(CBS DETROIT) – When chronic wasting disease was first discovered in wild deer in Ingham County in 2015, the Michigan Department of Natural Resources and its many partners took action to better understand the neurological disease that is always fatal to deer, moose and elk infected with it.
This coalition of dedicated partners – including Michigan State University, the Michigan Natural Resources Commission, the Michigan Legislature and many others – has appropriated significant funding, resources and personnel to research and fight this disease, taking aggressive steps to stop the spread of CWD while emerging as a national leader in disease testing, research and management.
Last year alone, the DNR tested more than 40,000 deer heads for CWD, about 25 percent of all samples tested in the entire United States. Since testing began, 133 deer in nine Michigan counties have tested positive for the disease. Michigan joins a list of 26 states and three Canadian provinces with confirmed CWD in wild cervid (deer, elk and moose) populations.
Among many other proactive steps taken to fight this disease, Michigan – along with Wisconsin – formed a coalition of state and federal natural resource managers, wildlife biologists, veterinarians and social scientists.
Dr. Russ Mason, the DNR’s executive in residence and adjunct professor at Michigan State University, College of Agriculture and Natural Resources, is helping to lead this coalition. Before Mason’s recent appointment through MSU, he oversaw the DNR’s CWD efforts as the department’s longtime Wildlife Division chief.
“By working together in our fight against CWD, we are capitalizing on the talents provided by universities and combining resources across the state and federal government,” Mason said. “This will help us move more quickly to identify solutions that will help us manage this unique disease.”
In addition, the MSU-DNR Chronic Wasting Disease Advisory Group was created in 2018 to identify and fund high-priority CWD research and outreach activities. Recognizing the threat that CWD poses to Michigan’s hunting traditions and local economies, the Michigan Legislature provided $4.3 million in funds in 2019 to support these activities as well as to help fund CWD field surveillance.
Funding new research, education efforts
In April, the advisory group issued a national call for proposals to seek collaborative research, education and outreach projects to address the most important issues around wildlife disease in Michigan, especially CWD in deer.
This past summer, 11 projects were selected for funding. Some projects are now underway and expected to last one to two years.
Project topics include:
– Developing a rapid, in the field CWD screening test.
– Testing two promising decontamination agents to inactivate CWD prions (abnormally folded proteins that cause disease) on different materials with which prions may come into contact.

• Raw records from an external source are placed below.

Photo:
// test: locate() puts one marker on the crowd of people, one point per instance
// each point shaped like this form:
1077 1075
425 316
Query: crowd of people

– Examining how composting of infected deer carcasses could help with the decomposition of prions.
– Creating an engagement process with people living in the core CWD area, culminating in a multiday workshop to develop an education and outreach plan.

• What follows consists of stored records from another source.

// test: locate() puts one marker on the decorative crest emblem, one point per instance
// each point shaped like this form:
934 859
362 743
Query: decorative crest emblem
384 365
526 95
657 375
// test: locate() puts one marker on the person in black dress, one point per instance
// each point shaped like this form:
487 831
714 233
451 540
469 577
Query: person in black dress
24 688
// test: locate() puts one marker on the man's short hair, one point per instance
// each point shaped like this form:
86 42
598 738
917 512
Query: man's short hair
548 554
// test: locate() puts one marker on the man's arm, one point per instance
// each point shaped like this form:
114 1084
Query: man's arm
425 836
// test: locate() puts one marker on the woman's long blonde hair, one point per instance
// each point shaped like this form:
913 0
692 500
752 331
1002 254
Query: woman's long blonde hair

– Developing a study to examine how deer hunting regulations influence deer populations affected by the disease.
– Studying CWD prions in the environment.

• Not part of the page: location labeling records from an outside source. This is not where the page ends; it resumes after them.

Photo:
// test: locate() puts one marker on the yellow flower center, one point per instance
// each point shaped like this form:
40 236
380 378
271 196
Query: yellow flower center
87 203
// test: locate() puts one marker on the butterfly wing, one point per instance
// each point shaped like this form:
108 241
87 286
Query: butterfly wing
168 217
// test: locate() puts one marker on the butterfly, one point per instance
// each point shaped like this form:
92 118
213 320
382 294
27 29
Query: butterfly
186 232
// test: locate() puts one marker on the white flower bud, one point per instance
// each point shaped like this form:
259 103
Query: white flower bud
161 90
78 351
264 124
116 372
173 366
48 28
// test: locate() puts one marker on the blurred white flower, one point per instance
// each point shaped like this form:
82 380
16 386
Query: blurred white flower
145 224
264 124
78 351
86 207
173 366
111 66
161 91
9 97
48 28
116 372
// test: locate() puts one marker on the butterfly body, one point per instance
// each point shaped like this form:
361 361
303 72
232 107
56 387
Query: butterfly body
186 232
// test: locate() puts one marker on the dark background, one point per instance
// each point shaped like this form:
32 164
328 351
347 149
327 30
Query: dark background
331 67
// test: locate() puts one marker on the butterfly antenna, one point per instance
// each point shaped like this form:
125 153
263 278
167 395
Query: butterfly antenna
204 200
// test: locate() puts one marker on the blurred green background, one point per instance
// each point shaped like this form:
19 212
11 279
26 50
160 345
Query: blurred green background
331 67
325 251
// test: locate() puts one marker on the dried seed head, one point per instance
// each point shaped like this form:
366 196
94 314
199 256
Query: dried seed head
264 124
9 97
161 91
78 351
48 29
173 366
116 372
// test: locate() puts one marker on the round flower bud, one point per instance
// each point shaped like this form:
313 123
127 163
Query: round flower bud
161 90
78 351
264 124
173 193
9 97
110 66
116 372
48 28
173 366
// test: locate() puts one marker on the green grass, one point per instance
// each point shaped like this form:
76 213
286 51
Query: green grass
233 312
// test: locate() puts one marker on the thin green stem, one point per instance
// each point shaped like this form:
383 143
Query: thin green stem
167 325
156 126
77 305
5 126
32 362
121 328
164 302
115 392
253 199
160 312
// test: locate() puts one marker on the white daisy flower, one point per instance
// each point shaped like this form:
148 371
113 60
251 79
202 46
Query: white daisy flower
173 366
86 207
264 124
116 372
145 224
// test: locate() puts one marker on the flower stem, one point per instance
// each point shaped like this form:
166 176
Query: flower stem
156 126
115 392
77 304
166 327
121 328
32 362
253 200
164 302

– Evaluating current analytical tools used for disease surveillance.
– Developing efficient CWD surveillance and management strategies for Michigan and establishing a framework for other states.
– Developing cost-effective techniques to manage genetic data in relation to CWD.
– Hiring a statewide MSU extension educator to create, deliver and evaluate CWD communication and education.
– Offering a multistate CWD strategic planning session.
Already, beneficial results are emerging. The multistate strategic planning initiative project, spearheaded by Dr. Sonja A. Christensen, Boone and Crocket Quantitative Wildlife Center, MSU College of Agriculture and Natural Resources, brought together nearly 50 invited participants representing 14 universities, seven state and federal agencies, the Wildlife Management Institute and CWD Alliance.
“These experts were brought together with the specific objective of creating cross-disciplinary conversation and information sharing,” Mason said. “This first time ever approach was very fruitful and the group will continue to meet so that accomplishments and emerging challenges can be shared.”
Over the next year and beyond, the multistate consortium members will continue to work together to address priorities and improve coordination of research efforts and exchange of information.
Based on the consortium’s strategic planning initiative, another request for proposals for additional CWD research and outreach projects is planned for the near future. A portion of the funding appropriated by the Michigan Legislature remains for these additional projects.